Need some hair removed, Betty Luzny is your gal

Jennifer McPhee
Northern News Services

Yellowknife (July 13/01) - Betty Luzny spends her days ripping hair off women's bodies.

Though she's worked as a waxer at Studio 62 for just seven months, Luzny became fascinated with the art of hair removal as a teenager. At the age of 13, she had a unibrow problem.



Betty Luzny holds up the strip she used to wax her legs at Studio 62. - Jennifer McPhee/NNSL photo


"My mom said -- you have two eyes, you need two eyebrows."

Luzny, who has dyed the hair on her head eight different colours this year alone, likes to keep all her hair to a minimum.

"I've always had short hair," she says. "I'm like -- no, no, no, can't have hair!"

Now she removes growth from other people's faces, legs, armpits and bikini lines.

"The first couple days, having so many naked people in front of you, was kind of weird," she says. "But you get used to it."

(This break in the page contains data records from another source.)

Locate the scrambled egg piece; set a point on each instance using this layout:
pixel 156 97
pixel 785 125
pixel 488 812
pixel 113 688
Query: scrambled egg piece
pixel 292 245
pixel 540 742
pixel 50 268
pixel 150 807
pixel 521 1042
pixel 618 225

"You start to feel like you're doing them a favour, making them feel soft because that's what everyone wants."

Luzny waxes the fronts of her own legs herself. Her boyfriend does the backs.

Women of all ages get de-haired at the salon, especially during the summer and before March break. Most people aren't too bothered by the resulting pain. No one has ever left screaming mid-wax.

"One girl had to bite a towel, but that's about it," she says.

Luzny says the best part of her job is talking to so many people. They tend to open up to her. "I guess if you are showing someone your bikini line that runs halfway down your leg, you feel you can talk to them."

Are people a bit too paranoid about body hair?

"Yes, most definitely," she says. "Women are really self-conscious about it, especially when it's on their faces."

So far, in Yellowknife, men tend to keep their hair. She has yet to wax a man.

"I don't know why," she says. "Maybe it's because Yellowknife is so small and they wouldn't want people knowing."